L’exequatur partiel des décisions de justice étrangères
Note sur Cour d’appel de Dijon, 25 mars 2021, RG n° 19/00545
La Cour d’appel de Dijon a rendu le 25 mars 2021 un arrêt relatif à l’exequatur partiel des décisions de justice étrangères.
Le demandeur a le droit d’obtenir l’exequatur partiel d’un jugement étranger dès lors que ses dispositions sont divisibles. Le principe a été posé par la Cour de cassation en 1985 pour les jugements : « la convention franco-gabonaise du 23 juillet 1963 n’interdit pas de demander l’exequatur partiel d’une décision » (Cass. Civ. 1re, 13 février 1985, n° 83-16177, publié au bulletin) et 1987 s’agissant des sentences arbitrales : « en l’absence d’une indivisibilité ou d’un lien de dépendance entre les différents chefs d’une sentence, l’article 1028 du Code de procédure civile, applicable en la cause, ne fait pas obstacle à un exequatur partiel . » (Cass. Civ. 1re, 28 avril 1987, n° 85-14904, publié au bulletin)
Les cours d’appel ont par la suite rendu différents arrêts d’espèce faisant application de ce régime juridique. Citons la Cour d’appel de Versailles dans un dossier impliquant l’Etat du Cameroun (Cour d’appel de Versailles, 16 juin 2011, RG n° 10/03381), la Cour d’appel de Grenoble s’agissant d’une affaire d’exequatur partiel d’une créance contractuelle (Cour d’appel de Grenoble, 3 mars 2015, RG n° 11/03714) ou encore le droit pour l’assureur intervenant volontaire de former une demande de reconnaissance du jugement étranger ne portant que sur partie des condamnations prononcées (Cour d’appel de Poitiers, 24 juin 2016, RG n° 15/00523). Récemment, la Cour d’appel de Paris a d’office invité la demanderesse à former une demande aux fins d’exequatur partiel par voie de conclusions adressées au conseiller de la mise en état (Cour d’appel de Paris, 13 octobre 2020, RG n° 20/14669).
C’est dans la continuité de cette jurisprudence que l’arrêt commenté a été rendu.
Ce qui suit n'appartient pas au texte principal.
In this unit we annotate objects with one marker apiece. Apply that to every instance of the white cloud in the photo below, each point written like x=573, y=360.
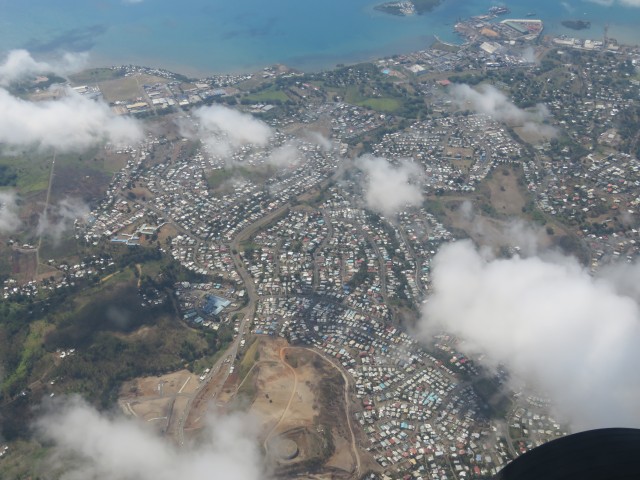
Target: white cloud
x=572, y=335
x=88, y=444
x=19, y=65
x=491, y=101
x=9, y=220
x=388, y=188
x=224, y=130
x=59, y=218
x=71, y=123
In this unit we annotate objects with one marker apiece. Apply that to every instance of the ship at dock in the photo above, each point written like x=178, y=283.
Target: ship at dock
x=499, y=10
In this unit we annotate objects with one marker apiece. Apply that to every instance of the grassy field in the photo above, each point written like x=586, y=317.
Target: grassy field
x=95, y=75
x=127, y=88
x=381, y=104
x=268, y=95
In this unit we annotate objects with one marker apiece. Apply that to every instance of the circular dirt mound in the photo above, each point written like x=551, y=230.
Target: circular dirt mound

La Cour d’appel de Dijon était saisie d’un recours à l’encontre d’une décision de force exécutoire d’un jugement néerlandais de condamnation à une somme au principal ainsi qu’aux intérêts. L’appelant faisait grief à cette décision de reconnaître un taux d’intérêt usuraire et demandait l’exequatur partiel du jugement rendu aux Pays-Bas uniquement sur le principal, à l’exclusion des intérêts. La Cour d’appel de Dijon, sur le fondement du règlement CE n° 44/2001 du 22 décembre 2000, fait droit à cette demande et infirme la décision de première instance : « Les dispositions du jugement du 15 octobre 2014 rectifié le 15 juillet 2015 en ce qu’elles concernent les intérêts produits par la somme principale sont dissociables des autres dispositions de ce jugement. Il s’en déduit qu’un exequatur partiel peut être accordé sans violation des dispositions de l’article 45 du règlement prohibant une révision au fond de la décision étrangère par l’Etat requis. » (Cour d’appel de Dijon, 25 mars 2021, RG n° 19/00545)
Ce faisant, la Cour d’appel de Dijon rend une intéressante décision d’espèce sur l’exequatur partiel.
Cette notion désormais ancrée en droit de l’exequatur des jugements et sentences arbitrales étrangers trouve, lorsque leurs dispositions sont divisibles, son fondement dans l’article 5 du Code de procédure civile : « Le juge doit se prononcer sur tout ce qui est demandé et seulement sur ce qui est demandé ».